Political scientist Jacob Lentz has written that Ventura’s “inclusion in the debates cannot be overestimated.” Humphrey conceded recently that Ventura “peeled votes from both of us.”

Another Ventura edge: Minnesota’s provision of taxpayer funds to candidates brought his campaign more than $325,000. The public campaign aid, not available to Texas candidates, gave Ventura the ability to borrow funds for critical TV time.

Very different states

No doubt, Ventura was helped too by the Minneapolis-St. Paul TV market’s serving 80 percent of Minnesota. Texas has more than 25 media markets, making statewide media outreach expensive.

By Texas standards, overall campaign spending was slight in Minnesota. Eleven candidates for governor spent less than $11 million total in 1998, compared with the more than $100 million total spent by Perry and Democratic challenger Tony Sanchez in the 2002 Texas governor’s race. Ventura spent less than $1 million, with Humphrey and Coleman spending more than $2 million each.

Friedman hopes to raise $1 million before his campaign collects signatures this spring, Barkley said, and then another $6 million to $7 million to run his fall campaign — ambitious goals for any first-time candidate.

Lentz, author of “Electing Jesse Ventura, A Third-Party Success Story,” says Ventura’s capture of 69 percent of voters who registered on election day proved vital, adding that Ventura wouldn’t have edged Coleman without tapping into more than 330,000 first-time voters.

Friedman, in contrast, could be denied late momentum among people who haven’t voted in years because Texas law requires voters to register 30 days before any election.

Ventura set several goals from the outset of his campaign, meeting most, according to a campaign diary printed after the election in the Minneapolis Star-Tribune.
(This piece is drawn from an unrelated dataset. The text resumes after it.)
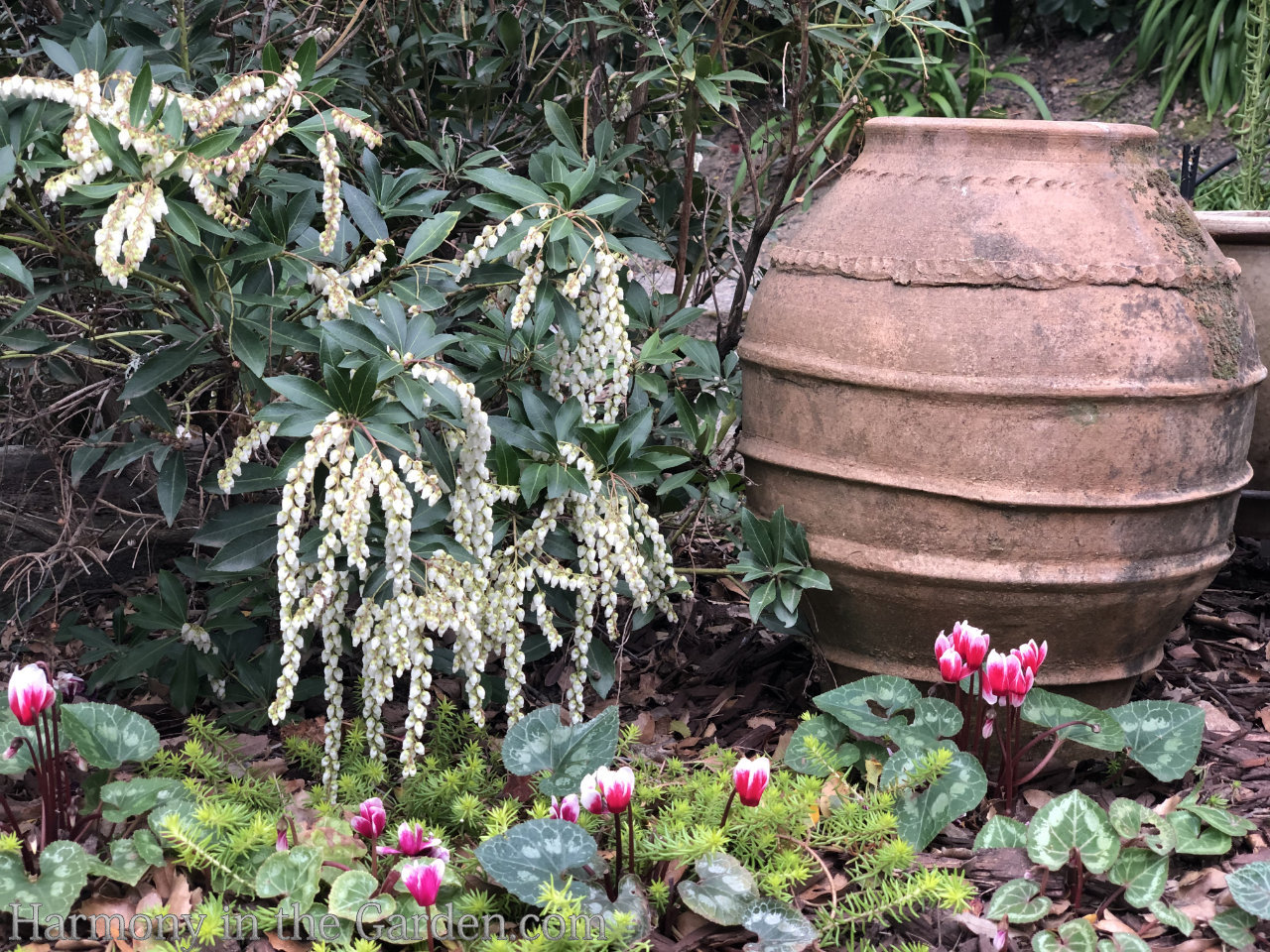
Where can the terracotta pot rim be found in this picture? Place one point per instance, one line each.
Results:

The goals included being favored by at least 24 percent of voters by October polls, matching the percentage of votes won in Minnesota by Ross Perot, the Reform Party founder, in the 1992 presidential election. The others were making the debates and doing well, raising $400,000 to $500,000 for TV ads and motivating young voters to vote.

Barkley and Hillsman, formerly of Ventura and now with Friedman, have been encouraged by a fall poll showing Friedman above 20 percent in various matchups tested by Zogby International. They are betting on Friedman’s idiosyncratic style (stumping without talking points, cigar in hand) and an anti-status-quo message — with pitches on criminal justice, children’s health care, education, renewable energy and political reform — to energize voters accustomed to dozing through (or dodging) political appeals.

“Kinky’s biggest opponent in this race is apathy,” Barkley said. “It’s apathy versus Friedman. If Friedman beats apathy, he’ll win.”

Like Ventura’s, Friedman’s action figure is being marketed online and via TV ads. His South Austin headquarters holds thousands of T-shirts, posters, caps, bumper stickers, compact discs and mugs, all for sale.

Doug Friedline, Ventura’s campaign manager, said his man couldn’t have won without the public campaign aid or participating in debates. He said Ventura also had a better shot than Friedman because there was no incumbent in the race.

“Right guy at the right time,” Friedline said. “It’s whether or not the voters of Texas are willing to look at the situation.”

2 Responses to “Kinky Using Jesse’s Strategy”

  1. IndiPol Says:

    Texas being a Red state in a big way and the 30 day registration period will be tough things to overcome. But it still could be an election to discuss for years to come. As for the debates Kinky meets the criteria for inclusion (as of last gov election), but I think there was only one gubernatorial debate last time around between the Rep and Dem. Kinky will have to blow his wad in one attempt.

    There is a lot that can happen. We’ll get him on the ballot first and then see what happens.

  2. undercover_ararchist Says:

    The citizens of Texas are majority Dem-leaning, but the plutocrats in power have seized the mechanisms of the state to ensure totalitarian rule.

    Hey, Mr. President: Can we go to war on Texas to bring its citizens democracy? Please?